Apart from a few bridges over the main rivers, no complex structures are required. The line speed after upgrading would simply be a function of the resources applied. In turn, that would be determined by the line’s function, and its place in the rail network. That is what this post considers.

Kolej_Warszawsko-Petersburska_-_mapa

The primary function of the line would not be travel from Warsaw to St. Petersburg. That was probably never the case – the line is too long for that. A theoretical upgrade for 180 km/h would allow a through journey of about 10 hours, but that is still very long, except for tourist traffic.
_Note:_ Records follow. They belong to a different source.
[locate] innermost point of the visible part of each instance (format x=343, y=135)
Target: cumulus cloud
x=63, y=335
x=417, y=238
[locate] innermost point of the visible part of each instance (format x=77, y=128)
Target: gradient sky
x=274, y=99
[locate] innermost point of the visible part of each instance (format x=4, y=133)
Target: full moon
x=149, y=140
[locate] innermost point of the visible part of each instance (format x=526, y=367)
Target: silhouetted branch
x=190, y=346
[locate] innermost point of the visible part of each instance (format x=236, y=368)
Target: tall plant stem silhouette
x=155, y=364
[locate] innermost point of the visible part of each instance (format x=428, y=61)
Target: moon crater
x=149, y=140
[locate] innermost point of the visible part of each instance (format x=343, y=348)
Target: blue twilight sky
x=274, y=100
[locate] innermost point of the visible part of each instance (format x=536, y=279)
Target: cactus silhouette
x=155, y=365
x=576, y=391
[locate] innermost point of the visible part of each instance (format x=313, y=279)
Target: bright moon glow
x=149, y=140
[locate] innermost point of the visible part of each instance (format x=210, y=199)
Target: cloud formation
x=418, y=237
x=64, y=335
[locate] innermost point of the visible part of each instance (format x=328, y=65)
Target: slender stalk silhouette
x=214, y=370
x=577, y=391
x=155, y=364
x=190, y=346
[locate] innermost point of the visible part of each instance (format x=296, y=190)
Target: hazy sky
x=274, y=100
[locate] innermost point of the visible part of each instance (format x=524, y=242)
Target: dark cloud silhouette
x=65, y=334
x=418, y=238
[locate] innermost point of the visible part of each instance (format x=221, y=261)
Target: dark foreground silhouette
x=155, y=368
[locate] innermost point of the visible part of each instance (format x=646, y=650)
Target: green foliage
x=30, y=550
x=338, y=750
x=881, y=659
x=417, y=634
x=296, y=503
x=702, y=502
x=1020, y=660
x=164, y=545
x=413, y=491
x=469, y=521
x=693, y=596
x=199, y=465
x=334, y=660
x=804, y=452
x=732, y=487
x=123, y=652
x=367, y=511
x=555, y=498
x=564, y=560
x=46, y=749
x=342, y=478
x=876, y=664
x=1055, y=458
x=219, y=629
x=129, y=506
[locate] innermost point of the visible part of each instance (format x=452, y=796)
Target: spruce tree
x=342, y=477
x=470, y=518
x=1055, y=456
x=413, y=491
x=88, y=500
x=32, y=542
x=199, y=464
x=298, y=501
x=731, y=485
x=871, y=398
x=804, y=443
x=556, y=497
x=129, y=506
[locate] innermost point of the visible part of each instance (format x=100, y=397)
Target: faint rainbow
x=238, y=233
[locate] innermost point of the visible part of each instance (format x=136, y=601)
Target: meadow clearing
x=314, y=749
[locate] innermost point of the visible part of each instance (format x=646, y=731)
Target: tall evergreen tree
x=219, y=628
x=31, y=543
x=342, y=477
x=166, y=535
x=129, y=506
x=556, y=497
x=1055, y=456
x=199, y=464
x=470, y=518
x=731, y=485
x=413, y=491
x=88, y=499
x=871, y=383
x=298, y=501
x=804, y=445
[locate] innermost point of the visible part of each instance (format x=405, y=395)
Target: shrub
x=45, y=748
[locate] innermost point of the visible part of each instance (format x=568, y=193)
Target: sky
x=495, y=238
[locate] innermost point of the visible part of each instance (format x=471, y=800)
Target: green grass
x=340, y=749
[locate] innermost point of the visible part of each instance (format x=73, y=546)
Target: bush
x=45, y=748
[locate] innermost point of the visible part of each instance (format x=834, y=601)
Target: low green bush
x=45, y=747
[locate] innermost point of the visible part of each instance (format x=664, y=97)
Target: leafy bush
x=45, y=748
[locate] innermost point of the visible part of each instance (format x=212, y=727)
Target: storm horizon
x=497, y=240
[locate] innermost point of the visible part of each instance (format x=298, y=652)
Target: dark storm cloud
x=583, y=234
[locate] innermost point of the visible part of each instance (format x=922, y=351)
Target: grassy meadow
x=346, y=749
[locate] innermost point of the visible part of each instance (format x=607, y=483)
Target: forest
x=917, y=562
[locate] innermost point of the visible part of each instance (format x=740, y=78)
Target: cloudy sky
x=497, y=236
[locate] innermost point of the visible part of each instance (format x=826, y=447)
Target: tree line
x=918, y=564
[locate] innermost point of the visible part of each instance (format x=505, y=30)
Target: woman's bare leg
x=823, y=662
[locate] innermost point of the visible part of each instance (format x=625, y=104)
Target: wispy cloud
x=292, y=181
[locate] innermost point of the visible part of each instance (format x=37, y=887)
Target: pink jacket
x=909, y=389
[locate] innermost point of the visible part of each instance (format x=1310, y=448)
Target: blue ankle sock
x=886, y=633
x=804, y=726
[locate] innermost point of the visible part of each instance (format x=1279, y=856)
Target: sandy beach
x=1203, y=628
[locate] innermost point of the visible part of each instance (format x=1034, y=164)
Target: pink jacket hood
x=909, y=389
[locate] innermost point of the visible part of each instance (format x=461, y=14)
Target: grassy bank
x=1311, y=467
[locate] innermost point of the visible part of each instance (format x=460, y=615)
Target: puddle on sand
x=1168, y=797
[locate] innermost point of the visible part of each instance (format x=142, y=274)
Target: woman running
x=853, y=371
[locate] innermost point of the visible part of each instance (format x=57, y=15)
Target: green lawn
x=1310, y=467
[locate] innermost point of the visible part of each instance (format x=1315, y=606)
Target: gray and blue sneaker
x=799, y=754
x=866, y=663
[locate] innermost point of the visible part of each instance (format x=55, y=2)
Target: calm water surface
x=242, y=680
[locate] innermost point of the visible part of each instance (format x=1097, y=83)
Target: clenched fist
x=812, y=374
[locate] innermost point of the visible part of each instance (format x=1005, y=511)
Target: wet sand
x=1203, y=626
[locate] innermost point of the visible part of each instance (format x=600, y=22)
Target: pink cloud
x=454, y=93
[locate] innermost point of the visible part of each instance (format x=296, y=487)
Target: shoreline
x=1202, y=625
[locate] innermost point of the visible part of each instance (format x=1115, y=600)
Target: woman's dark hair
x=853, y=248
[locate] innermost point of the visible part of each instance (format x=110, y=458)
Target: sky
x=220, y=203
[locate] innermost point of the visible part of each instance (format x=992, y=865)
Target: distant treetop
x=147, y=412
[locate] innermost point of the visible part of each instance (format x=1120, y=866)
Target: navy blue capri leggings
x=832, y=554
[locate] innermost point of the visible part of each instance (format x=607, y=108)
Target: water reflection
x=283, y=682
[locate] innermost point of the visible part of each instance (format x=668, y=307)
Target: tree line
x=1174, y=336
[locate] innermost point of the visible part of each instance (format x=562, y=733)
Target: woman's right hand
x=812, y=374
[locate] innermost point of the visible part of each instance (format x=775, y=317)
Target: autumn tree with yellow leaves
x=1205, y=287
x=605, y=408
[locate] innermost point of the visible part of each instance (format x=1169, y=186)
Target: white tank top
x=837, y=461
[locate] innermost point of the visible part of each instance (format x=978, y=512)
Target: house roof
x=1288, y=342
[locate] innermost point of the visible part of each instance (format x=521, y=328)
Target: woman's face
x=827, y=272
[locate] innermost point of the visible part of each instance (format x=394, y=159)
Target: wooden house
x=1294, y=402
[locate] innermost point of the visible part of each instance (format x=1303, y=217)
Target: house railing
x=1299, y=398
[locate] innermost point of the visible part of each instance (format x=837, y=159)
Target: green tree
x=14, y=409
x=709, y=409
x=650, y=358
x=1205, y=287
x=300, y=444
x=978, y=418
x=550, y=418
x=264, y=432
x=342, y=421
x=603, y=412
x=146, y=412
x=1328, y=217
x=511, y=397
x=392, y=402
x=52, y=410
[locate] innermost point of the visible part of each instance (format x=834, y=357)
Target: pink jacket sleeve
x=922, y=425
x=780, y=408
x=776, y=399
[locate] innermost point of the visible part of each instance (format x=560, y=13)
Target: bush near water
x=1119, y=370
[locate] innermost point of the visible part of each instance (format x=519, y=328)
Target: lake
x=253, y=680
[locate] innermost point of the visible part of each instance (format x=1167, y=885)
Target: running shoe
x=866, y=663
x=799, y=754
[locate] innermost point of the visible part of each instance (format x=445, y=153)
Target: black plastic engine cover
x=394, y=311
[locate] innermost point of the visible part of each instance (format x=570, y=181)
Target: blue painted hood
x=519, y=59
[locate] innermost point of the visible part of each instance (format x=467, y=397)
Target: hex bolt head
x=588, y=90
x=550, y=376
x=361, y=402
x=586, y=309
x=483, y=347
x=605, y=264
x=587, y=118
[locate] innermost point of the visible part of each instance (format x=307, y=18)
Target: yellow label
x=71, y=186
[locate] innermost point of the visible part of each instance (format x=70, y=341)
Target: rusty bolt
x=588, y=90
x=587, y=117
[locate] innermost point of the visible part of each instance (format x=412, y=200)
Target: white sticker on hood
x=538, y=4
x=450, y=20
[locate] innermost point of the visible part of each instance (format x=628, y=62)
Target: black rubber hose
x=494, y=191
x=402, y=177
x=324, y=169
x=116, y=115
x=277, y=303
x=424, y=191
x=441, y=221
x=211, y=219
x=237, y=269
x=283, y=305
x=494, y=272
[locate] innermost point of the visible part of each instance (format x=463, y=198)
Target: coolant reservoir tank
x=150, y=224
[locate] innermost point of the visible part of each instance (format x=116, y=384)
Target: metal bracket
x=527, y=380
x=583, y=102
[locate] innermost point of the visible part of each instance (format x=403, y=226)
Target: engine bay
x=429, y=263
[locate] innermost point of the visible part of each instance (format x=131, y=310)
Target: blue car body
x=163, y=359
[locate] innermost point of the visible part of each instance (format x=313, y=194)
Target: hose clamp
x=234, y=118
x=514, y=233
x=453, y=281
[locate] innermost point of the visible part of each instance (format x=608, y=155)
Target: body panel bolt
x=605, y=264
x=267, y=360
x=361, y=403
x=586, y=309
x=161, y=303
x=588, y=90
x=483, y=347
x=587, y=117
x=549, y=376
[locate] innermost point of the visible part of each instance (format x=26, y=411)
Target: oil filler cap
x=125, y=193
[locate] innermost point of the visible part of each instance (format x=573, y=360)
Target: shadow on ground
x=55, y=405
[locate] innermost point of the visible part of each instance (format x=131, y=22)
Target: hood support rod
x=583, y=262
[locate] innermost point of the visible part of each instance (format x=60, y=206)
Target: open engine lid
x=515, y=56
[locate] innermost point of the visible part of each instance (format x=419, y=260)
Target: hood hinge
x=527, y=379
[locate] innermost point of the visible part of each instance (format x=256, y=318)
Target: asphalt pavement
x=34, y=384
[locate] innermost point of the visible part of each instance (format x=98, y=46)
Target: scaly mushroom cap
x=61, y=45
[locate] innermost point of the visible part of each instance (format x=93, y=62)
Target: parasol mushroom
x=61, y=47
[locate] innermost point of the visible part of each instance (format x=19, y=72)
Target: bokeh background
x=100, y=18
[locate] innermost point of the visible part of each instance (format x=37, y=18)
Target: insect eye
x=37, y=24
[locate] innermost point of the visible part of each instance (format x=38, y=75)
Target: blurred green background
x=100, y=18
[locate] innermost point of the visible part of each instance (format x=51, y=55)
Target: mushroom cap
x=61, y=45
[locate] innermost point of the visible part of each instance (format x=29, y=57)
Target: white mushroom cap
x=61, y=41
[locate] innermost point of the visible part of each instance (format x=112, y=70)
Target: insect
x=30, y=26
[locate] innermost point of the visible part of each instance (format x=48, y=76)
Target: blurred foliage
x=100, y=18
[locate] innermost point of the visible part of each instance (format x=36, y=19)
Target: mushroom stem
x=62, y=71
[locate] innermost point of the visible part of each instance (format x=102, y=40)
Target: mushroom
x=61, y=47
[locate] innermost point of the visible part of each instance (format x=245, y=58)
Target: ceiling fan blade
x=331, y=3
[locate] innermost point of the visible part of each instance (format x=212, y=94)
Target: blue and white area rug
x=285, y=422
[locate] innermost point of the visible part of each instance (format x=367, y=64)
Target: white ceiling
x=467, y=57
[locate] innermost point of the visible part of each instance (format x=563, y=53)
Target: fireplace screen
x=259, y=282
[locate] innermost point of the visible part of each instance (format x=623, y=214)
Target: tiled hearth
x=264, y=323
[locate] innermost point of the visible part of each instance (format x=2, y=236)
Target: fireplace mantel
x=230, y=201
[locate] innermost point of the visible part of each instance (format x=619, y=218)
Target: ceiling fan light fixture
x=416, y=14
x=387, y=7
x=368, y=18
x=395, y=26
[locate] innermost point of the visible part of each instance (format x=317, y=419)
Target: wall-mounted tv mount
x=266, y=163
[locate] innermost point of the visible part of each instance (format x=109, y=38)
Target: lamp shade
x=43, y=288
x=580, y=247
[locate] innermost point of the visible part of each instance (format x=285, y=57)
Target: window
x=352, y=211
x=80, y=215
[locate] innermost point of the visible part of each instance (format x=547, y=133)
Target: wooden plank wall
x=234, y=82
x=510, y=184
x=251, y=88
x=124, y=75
Paradoxically, shorter journeys would benefit from the upgrade, and their relative share of traffic would probably increase.

With a limited role for end-to-end passenger traffic, then break of gauge is not a problem in itself. The issue is its location, and that is related to the general question of rail gauge in the Baltic States. In principle, north-south lines could be standard gauge and east-west lines Russian gauge. A general conversion to standard gauge would make sense in Lithuania, and in Kaliningrad Oblast. The lines in the former German territories (East Prussia) were all standard gauge originally. Between the two World Wars, much of the Lithuanian network was also standard gauge. And from 1918 to 1939, Poland extended to Vilnius and almost to Daugavpils, and the St. Petersburg line was standard gauge to Daugavpils Station. The line to Daugavpils apparently changed gauge four times during the 20th century, including a German wartime conversion in 1941, and ended as a Russian-gauge line in the Soviet Union.

Although the St. Petersburg line passes through Belarus, its route through Hrodna is isolated from the rest of that network. It could be converted to standard gauge, provided there is a short dual-gauge approach to Hrodna station from the north. The isolated branch to Druskininkai can also be converted without any problem.

In Lithuania, the line is also relatively separate from the rest of the network, except at Vilnius. There is a branch to Utena, at present freight-only, and the line to Pastavy in Belarus shares a station only (at Pabradė). However, the important section though the Vilnius agglomeration is shared with the Kaliningrad – Minsk route. For freight there is an easy solution – the existing southern by-pass of Vilnius could remain Russian gauge. For passenger traffic, however, parallel Russian and standard gauge lines through Vilnius seem unavoidable. The proposed high-speed line Kaliningrad – Vilnius would require a standard gauge line into the main station. With parallel routes through the station, the line from Lida in Belarus can remain at Russian gauge.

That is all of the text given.